3. Get the Light Right to Make Your Herb Garden Grow
Herbs require a lot of light, and often the brightest indoor spot can’t compete with the sun on even a cloudy day. A southern-facing window is usually your best bet for light requirements. Make sure to keep the leaves of your plants from touching the glass on the window, since that could burn them. If you don’t have a windowsill, countertop or shelf that faces a south-facing window, consider purchasing a suction-cup shelf for window gardens. If you don’t have a natural source of bright light, consider grow-lights for your herbs.
4. Water Your Indoor Herb Garden Properly
While adequate water is essential for your herbs, too much water can kill your plants just as easily, by drowning the roots. Water your plants when the soil looks and feels dry and make sure to use pots with adequate drainage.

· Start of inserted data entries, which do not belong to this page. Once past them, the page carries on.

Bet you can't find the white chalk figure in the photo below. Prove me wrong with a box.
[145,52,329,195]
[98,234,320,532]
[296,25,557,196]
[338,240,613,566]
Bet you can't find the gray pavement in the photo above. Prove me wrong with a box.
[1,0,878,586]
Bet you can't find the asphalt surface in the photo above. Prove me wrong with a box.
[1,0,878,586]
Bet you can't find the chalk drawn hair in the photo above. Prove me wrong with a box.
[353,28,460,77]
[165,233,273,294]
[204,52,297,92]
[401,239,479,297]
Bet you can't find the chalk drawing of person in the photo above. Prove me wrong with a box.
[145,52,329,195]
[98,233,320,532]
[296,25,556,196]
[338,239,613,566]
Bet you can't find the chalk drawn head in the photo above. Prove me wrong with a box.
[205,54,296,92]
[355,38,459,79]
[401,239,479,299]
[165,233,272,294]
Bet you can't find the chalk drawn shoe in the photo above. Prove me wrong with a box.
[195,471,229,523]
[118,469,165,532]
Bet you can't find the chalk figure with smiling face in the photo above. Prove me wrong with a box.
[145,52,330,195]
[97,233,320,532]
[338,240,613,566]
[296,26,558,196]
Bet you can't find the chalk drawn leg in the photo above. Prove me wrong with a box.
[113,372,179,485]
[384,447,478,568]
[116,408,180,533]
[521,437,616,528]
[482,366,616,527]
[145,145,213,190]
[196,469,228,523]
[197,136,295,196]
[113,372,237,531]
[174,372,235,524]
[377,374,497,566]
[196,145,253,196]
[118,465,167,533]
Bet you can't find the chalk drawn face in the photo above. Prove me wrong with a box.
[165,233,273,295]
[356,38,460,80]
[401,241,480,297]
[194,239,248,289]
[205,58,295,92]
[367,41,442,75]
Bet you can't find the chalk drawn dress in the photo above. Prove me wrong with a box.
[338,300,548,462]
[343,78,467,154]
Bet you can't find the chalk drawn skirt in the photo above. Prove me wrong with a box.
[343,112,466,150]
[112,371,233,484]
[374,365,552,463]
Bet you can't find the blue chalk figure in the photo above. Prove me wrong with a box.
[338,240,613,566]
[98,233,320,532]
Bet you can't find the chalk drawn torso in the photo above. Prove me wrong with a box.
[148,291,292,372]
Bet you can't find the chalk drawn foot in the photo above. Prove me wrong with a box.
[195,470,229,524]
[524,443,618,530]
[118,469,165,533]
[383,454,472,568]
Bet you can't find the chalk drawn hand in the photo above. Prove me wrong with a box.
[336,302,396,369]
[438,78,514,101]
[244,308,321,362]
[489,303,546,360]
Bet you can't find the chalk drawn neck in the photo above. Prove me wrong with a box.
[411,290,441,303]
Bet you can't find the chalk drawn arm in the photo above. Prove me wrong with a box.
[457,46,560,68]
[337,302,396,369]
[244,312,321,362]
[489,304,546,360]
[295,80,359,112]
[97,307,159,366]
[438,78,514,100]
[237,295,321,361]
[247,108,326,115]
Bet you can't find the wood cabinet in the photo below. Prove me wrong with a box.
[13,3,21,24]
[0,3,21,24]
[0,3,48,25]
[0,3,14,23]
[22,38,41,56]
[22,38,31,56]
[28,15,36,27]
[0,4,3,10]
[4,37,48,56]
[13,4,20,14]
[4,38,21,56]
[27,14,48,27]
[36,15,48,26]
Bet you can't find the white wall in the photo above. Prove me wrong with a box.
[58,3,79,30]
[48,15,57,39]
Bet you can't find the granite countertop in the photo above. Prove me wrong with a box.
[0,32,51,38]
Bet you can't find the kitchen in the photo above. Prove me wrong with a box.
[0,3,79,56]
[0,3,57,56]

5. Feed, Water & Fertilize Your Herb Garden Properly
Opt for water-based fertilizer for your indoor herb garden, such as a granular or fish-emulsion fertilizers. The standard fertilizer ratio is too concentrated for indoor container plants, so dilute the fertilizer to about ¼ of its recommended amount . Outdoors, fertilizer can naturally filter out to the surrounding soil, while it has nowhere to go inside a container. A good practice is to water your plants thoroughly prior to applying the ¼ strength fertilizer solution. Watering the plants before applying fertilizer increases the plant’s absorption rate for the nutrients. Consider fertilizing with a diluted solution once a week or so, and once a month “flush” your plants by placing them in the sink, watering them completely, allow them to drain completely, then repeat the process one more time and place it back in their sunny location after they have drained thoroughly.